I can still see my relatives now, walking west at sunset. Fireballs are bursting around their heads. Then my grandmother falls down. Something is wrong with her.
"Get up, Grandmother, get up. I pull at her shoulders but she doesn't move. "Somebody help her." Suddenly, I am running for help. In the next moment, someone shakes me awake. The frog has disappeared, but the woman from the hotel courtyard is sitting next to me.
"You called?" she asked. "Haven't you forgotten that the French took some of your relatives to Haiti where they continue to live, even today? How could you forget that we are sisters? Maybe the joke is on you, after all?
I start to laugh at myself.
"Are you finished with me?" I ask, trying to hide my embarrassment.
"Not yet," she answers. "Come with me."
I follow her to the first class section of the plane. Sitting in the front row was my Grandmother watching, "Star Wars" on the big screen. When she turns to look at me, her warm smile pulls me down beside her.

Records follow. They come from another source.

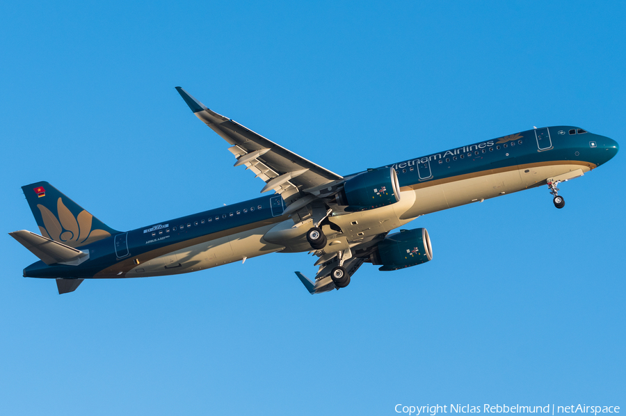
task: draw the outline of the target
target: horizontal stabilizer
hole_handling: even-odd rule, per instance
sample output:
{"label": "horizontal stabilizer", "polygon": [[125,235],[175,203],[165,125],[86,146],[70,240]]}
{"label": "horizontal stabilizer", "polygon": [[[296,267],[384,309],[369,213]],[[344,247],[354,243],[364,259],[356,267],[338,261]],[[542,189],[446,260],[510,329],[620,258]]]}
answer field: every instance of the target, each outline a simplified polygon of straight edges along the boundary
{"label": "horizontal stabilizer", "polygon": [[[57,263],[78,265],[89,258],[88,253],[26,230],[14,231],[10,232],[9,235],[48,265]],[[78,285],[77,285],[77,287],[78,287]],[[69,291],[75,289],[76,287]]]}
{"label": "horizontal stabilizer", "polygon": [[74,291],[83,282],[83,279],[56,279],[56,287],[58,294],[68,294]]}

"I love this movie, don't you?" she whispers. "Darth Vader wears such wonderful headgear."
"Grandmother, what are you doing here?" I ask.
"First, she played a joke," she says pointing with her lips at my relative. "Then you forgot your sense of humor, and now I'm finishing this joke. We all must work hand in hand. Besides it was time for Bienville to return to his group. Enough's enough. Shu-u-sh-h, this is where they blow the Death Star to pieces," she says.

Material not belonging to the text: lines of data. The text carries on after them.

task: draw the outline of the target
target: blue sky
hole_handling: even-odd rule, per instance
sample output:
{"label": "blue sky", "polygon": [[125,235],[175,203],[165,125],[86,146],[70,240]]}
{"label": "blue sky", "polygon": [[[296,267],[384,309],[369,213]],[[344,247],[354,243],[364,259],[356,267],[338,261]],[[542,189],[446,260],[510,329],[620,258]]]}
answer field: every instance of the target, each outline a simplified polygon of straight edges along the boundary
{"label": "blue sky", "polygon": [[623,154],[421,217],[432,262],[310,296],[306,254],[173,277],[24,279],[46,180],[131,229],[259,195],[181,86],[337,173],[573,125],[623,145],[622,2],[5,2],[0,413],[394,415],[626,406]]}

I look at her with wonder. "Grandmother, I don't know what to think about anything anymore."
She turns from the movie and continues whispering. "Never forget we are all alive! All people, all animals, all living things; and what you do here affects all of us everywhere. What we do affects you, too."
She pats my face and begins talking in a normal voice. "Our ancestors survived wars, the Europeans, diseases, and removal from our homelands. Now, my group, which is many generations older than your group, is learning how to survive the chaos of all these ethnocentric angels. It's what we've started to call, "a cross-cultural afterlife, living challenge."
She smiles and gently says, "It beats banging our heads together."
With that, she grabs my sister's hands and my hands, and the three of us watch Darth Vader alone zooming across the universe in a tiny spaceship. In the tribal ethos, being isolated form one's relatives is the worse horror we can imagine, so we hold each other tight in the scary parts and wonder what will happen next.